From a public health perspective, the earlier the disease’s date of U.S. onset, the greater the number of Americans who have likely been infected with the contagion. That would suggest that the disease is far more prevalent as well as less deadly than previously feared.

An initial outbreak on U.S. shores dating back to December instead of January would also add another layer of doubt on the Chinese Communist Party’s official version of the virus’s progress.

On the last day of 2019, the WHO China Country Office said the Chinese government reported “cases of pneumonia unknown etiology,” calling the disease “preventable and controllable,” while the Wuhan health office announced 27 cases of viral pneumonia traced back to a seafood market.

The Chinese government already has faced widespread condemnation for cracking down on Chinese doctors who tried to spread the word about the outbreak in December; waiting six days from Jan. 14 to Jan. 20 to warn the public about the contagious new coronavirus strain, and for reportedly concealing the disease’s severity in order to hoard international supplies.

The Snohomish findings come as states and counties continue to roll back their initial estimates on the first onset of the novel coronavirus.

Governors in Colorado and Ohio have announced that their first cases of novel coronavirus were likely in January, not March, as previously thought. In Michigan, recent state data shows the disease was already established by the time the first case was reported March 10, according to the Bridge.

In California, university studies released in April out of Santa Clara and Los Angeles counties — which have not yet been peer-reviewed — found the infection far more prevalent that previously realized based on antibody testing.

Jeff Smith, chief executive of Santa Clara County, told county leaders at an April briefing that the virus was “freewheeling in our community and has probably been here for quite some time,” saying it likely arrived “back in December.”

“This wasn’t recognized because we were having a severe flu season,” Mr. Smith told the Los Angeles Times. “Symptoms are very much like the flu. If you got a mild case of COVID, you didn’t really notice. You didn’t even go to the doctor. The doctor maybe didn’t even do it because they presumed it was the flu.”

Other countries are also moving up their timelines.

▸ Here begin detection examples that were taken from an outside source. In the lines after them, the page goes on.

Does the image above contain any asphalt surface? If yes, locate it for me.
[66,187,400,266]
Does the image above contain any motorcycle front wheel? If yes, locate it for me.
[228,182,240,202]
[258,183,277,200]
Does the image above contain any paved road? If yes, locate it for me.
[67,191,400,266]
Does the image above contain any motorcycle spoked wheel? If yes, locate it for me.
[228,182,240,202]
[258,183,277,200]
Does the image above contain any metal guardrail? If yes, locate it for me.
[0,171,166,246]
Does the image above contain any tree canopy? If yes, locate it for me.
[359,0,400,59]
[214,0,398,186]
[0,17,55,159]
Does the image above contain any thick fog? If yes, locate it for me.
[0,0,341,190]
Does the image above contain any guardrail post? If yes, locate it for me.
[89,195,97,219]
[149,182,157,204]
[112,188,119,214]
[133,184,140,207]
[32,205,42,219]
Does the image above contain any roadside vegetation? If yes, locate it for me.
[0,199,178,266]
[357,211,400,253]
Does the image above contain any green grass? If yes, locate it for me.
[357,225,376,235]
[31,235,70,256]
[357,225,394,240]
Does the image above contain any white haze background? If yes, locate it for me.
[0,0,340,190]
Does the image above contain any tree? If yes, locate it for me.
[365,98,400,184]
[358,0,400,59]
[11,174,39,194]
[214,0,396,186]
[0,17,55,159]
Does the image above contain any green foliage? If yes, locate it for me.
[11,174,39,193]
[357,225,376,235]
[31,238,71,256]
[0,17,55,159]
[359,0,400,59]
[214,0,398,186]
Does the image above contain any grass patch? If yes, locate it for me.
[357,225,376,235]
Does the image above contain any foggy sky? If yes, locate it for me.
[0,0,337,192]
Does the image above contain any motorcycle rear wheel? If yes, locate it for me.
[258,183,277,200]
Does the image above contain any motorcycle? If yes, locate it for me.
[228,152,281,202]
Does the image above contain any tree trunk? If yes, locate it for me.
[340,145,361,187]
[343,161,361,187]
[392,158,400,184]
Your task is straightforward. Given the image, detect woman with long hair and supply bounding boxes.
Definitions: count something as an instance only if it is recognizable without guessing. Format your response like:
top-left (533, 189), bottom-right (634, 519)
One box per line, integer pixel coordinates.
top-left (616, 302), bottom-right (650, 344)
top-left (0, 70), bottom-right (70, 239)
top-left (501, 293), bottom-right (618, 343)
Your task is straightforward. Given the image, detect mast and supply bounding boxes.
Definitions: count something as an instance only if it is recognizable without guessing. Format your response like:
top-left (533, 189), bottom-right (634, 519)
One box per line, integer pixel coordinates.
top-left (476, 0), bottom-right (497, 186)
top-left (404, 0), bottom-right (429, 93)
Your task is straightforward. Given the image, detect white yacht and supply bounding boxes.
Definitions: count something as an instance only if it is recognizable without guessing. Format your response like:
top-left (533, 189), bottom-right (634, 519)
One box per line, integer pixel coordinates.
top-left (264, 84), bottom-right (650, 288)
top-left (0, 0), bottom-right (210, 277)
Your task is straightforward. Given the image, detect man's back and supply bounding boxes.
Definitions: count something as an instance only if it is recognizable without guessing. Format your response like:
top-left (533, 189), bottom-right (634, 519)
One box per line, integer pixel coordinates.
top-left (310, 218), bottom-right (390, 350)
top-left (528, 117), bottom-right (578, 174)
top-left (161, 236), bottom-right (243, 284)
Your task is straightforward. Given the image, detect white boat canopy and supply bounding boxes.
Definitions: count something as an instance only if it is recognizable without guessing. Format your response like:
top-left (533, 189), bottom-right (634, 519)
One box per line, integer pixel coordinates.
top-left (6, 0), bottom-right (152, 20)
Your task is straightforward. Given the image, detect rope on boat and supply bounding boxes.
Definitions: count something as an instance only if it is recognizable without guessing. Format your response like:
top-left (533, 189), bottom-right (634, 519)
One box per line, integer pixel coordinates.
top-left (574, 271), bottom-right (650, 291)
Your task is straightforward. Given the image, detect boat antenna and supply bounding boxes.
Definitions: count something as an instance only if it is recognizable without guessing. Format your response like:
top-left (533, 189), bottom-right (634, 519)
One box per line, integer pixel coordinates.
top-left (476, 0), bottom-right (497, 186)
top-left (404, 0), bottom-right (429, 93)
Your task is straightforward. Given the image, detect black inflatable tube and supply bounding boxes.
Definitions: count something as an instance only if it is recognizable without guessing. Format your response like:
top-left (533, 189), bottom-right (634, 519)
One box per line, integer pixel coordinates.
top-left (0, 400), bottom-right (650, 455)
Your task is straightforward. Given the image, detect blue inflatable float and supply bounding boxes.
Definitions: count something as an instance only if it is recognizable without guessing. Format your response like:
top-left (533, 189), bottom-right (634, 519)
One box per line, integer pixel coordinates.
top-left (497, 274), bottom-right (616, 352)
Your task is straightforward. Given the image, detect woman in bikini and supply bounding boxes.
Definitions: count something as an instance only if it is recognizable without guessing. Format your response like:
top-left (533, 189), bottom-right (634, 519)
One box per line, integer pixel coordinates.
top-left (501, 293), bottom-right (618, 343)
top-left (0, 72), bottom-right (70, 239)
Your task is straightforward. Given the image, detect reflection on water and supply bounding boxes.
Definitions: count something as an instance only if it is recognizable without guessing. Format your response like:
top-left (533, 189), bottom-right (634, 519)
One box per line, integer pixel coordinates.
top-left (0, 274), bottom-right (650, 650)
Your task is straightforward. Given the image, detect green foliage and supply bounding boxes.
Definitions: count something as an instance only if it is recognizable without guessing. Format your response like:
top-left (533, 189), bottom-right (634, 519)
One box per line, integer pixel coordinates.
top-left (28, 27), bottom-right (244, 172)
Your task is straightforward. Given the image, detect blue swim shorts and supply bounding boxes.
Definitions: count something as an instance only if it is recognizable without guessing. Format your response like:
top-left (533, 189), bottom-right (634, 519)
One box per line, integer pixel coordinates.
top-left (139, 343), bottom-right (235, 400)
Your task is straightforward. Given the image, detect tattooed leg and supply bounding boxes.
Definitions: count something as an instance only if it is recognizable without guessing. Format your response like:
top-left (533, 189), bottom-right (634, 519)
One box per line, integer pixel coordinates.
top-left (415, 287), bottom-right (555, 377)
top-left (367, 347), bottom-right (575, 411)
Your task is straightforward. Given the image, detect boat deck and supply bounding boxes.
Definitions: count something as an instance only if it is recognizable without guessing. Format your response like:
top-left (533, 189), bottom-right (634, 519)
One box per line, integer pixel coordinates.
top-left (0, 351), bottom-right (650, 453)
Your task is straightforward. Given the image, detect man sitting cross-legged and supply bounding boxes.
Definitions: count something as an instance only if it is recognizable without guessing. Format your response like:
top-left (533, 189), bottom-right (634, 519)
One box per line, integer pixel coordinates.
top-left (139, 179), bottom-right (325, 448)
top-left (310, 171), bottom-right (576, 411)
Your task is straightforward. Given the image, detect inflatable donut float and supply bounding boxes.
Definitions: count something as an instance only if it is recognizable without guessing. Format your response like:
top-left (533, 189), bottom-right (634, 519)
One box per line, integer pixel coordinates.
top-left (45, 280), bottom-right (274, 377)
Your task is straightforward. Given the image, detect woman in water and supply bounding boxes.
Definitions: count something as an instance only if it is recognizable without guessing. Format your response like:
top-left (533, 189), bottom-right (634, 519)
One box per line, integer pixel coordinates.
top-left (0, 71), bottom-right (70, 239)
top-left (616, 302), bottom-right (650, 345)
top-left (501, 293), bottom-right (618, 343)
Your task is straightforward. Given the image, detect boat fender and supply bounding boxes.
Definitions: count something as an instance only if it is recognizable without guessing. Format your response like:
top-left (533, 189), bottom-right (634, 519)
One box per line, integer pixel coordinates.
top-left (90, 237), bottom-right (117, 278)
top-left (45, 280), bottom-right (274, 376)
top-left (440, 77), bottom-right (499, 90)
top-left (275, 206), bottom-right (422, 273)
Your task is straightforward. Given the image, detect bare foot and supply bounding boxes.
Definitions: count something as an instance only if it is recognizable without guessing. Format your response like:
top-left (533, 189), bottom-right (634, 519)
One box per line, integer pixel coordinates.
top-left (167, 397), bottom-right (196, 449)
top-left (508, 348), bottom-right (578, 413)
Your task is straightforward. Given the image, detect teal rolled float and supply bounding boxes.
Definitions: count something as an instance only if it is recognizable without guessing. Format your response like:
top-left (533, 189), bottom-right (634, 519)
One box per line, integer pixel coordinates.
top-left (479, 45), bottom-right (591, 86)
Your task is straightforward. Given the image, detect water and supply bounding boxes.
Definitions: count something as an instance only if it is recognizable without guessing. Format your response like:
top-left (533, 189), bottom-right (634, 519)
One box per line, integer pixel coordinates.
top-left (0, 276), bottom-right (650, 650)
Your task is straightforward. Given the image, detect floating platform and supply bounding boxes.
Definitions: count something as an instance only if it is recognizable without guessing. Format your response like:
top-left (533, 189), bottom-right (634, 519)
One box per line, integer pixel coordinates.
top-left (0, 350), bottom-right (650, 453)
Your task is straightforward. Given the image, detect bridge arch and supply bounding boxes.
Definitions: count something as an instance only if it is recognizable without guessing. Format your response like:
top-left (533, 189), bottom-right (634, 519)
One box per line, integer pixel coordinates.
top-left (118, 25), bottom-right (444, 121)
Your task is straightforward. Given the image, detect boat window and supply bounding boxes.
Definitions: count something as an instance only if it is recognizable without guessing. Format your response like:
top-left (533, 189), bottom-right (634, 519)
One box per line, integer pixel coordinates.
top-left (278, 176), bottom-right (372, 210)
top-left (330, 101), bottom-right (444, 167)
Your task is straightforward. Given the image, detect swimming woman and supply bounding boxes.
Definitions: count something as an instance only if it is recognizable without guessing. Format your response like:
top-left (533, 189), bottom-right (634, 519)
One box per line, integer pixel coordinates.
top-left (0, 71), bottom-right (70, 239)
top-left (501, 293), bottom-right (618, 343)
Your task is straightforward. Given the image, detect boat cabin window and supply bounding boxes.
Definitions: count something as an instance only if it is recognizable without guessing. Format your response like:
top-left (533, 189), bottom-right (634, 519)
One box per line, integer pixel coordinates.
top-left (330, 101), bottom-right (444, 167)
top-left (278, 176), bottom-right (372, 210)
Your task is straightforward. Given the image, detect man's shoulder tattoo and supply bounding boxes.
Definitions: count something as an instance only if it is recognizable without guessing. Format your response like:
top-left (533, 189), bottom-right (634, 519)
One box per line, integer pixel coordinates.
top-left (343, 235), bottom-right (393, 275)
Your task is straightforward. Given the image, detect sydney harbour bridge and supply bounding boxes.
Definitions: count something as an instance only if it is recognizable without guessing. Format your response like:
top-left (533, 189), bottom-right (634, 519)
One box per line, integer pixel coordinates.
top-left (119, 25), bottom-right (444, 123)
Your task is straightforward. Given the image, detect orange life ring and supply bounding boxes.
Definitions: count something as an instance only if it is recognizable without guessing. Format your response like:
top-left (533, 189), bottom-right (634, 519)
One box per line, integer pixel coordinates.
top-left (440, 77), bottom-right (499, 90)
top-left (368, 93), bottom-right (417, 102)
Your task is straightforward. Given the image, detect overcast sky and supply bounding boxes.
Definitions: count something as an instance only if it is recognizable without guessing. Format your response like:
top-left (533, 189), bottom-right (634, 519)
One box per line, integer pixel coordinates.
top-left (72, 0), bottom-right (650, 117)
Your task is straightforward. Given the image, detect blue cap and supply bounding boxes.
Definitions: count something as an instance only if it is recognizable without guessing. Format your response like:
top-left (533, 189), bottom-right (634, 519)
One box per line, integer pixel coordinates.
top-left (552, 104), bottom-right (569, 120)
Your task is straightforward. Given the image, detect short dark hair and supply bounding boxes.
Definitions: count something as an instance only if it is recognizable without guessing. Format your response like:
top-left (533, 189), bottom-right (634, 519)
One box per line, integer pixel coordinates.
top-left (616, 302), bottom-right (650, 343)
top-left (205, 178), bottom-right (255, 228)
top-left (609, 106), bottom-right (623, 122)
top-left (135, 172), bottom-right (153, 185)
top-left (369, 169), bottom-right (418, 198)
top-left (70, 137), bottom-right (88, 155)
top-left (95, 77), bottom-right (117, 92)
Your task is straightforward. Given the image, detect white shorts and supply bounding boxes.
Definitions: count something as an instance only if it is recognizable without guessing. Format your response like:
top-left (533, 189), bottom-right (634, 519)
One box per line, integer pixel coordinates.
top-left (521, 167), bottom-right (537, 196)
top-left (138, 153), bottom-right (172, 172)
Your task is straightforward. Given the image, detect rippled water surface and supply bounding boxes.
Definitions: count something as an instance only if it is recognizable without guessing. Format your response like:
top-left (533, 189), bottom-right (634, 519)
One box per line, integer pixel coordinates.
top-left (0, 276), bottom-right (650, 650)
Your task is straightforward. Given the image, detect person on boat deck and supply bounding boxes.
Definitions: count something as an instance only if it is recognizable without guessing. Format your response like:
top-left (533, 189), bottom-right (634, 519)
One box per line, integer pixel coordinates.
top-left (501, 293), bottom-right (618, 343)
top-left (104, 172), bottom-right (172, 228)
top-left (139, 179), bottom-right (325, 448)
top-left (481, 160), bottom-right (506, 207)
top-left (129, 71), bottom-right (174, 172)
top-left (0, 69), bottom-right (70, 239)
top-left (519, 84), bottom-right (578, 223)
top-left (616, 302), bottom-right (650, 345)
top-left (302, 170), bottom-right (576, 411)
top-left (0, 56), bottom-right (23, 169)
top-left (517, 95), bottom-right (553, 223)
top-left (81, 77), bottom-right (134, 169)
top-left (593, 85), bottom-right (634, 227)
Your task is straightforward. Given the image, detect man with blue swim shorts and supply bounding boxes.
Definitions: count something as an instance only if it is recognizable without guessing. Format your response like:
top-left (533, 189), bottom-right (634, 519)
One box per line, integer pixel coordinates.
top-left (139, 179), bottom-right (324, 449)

In Brazil, molecular testing by researchers at the Oswaldo Cruz Foundation found that a man in Rio de Janeiro likely died of COVID-19 between Jan. 19-25, shaving two months off the previously recorded first death of March 16, the BBC reported.

In Snohomish County, Dr. Spitters was cautious about the finding, emphasizing the residents who were sick in December were not tested for COVID-19, and that their symptoms “overlapped greatly with other respiratory infections.”

“There’s a saying in medicine, when you hear hoofbeats, think horses, not zebras,” he said. “The horse in that scenario would be that they had a non-COVID infection in December, and then subsequently got infected with Covid but didn’t know it, developed antibodies, and here they are.”

He said that molecular epidemiological analysis have shown that there are different strains of the novel coronavirus that were apparently introduced in different states.

“Although that strain introduced or apparently introduced in mid-January is the dominant one in this Pacific Northwest region or in Washington, there are other strains that are dominant in other parts of the country,” he said. “So this is a multi-focal problem, not something that just spread from a single introduction.”